授業の内容も、将来の働き方も、ここで学ぶ気持ちはたしかにあった。

だから正直に言った。


「専門のほうが、自分には向いてる気がするんだよ。技術を身につけたいし」


母はすぐさま言葉をかぶせてきた。

「え?どうして?」

その“なぜ”は理解するためではなく、説き伏せるための“なぜ”だった。


「専門学校って、就職の幅が狭くなるじゃない」

「大学を出ておけば後悔しないし、視野も広がるのよ」

「それに、専門学校って途中で辞めたくなっても選択肢がないじゃない」


僕の言葉は、返される前に方向を修正される。

僕の理由は、反論のための材料になる。


「でも専門はさ」と僕が言うと、母の「でもね」がそれより速く被さる。

僕の意見は母の“正しさ”の前で形を失っていく。


母は話し合いをしているつもりなのだろう。

僕の意見を聞こうとしているつもりなのだろう。

でも、その聞き方は“あなたの考えを尊重するね”ではなく、

“あなたが自分で大学を選んだ形にしてあげるね”に近かった。


母の言葉は止まらない。

「大学を出ておけばね、選べる未来が全然違うのよ」

「就職も待遇も、全部違うの」

「だからあなたのために言ってるのよ」


そのたびに、専門学校という可能性は曖昧な未来の欠片みたいに扱われ、

最初から正解ではなかったみたいに薄れていく。


僕がどれだけ説明しても、母は必ず大学のメリットを重ねていく。

次第に、専門の冊子はテーブルの端で閉じられたまま動かなくなった。


最後には母が静かに、決まったような声で言う。

「やっぱり大学がいいわね。
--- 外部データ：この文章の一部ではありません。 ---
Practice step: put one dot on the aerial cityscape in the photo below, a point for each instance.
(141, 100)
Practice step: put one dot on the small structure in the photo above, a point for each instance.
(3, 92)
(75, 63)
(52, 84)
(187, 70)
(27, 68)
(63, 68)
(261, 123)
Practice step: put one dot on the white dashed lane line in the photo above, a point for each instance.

あなたもそのつもりでしょ?」


言ってない。

そんな言葉、一度も言っていない。


けれど母の中では、もう“僕の決定”になっている。

「あなたが決めたことだからね」と念を押される。

僕は口を開こうとして閉じる。

何度繰り返しても、この構図は変わらないのだと思い知らされる。


夜、自分の部屋で天井を見上げながら考えた。

どうして僕の意見は、いつも途中で奪われるのだろう。

どうして母の安心のための選択に、僕が同意したように扱われるのだろう。

どうして“相談”と呼ばれる時間が、こんなにも息苦しいのだろう。


次の日も、母は大学の資料を僕の机に置いた。

「調べておいたわよ」

「ほら、この大学なんてどう?」

「あなたの将来のためだからね」


専門学校の資料は押し出されるように隅へ追いやられ、

まるで最初から存在しなかったかのようになっていく。


そのとき、喉の奥に何か引っかかっているような感情が、はじめて形になった。


「……今日はちゃんと、僕の話も聞いてくれる?」


その言葉を言った瞬間、部屋の空気がふっと静まった。

母がどう返すかは分からない。

でも、長いあいだ飲み込んできた思いが、ようやく言葉になった気がした。


進路そのものよりも、

“自分の意見が存在してもいい”と感じられる時間のほうが、

僕にはずっと必要だったのだ。


そのことに、やっと気づけた気がした。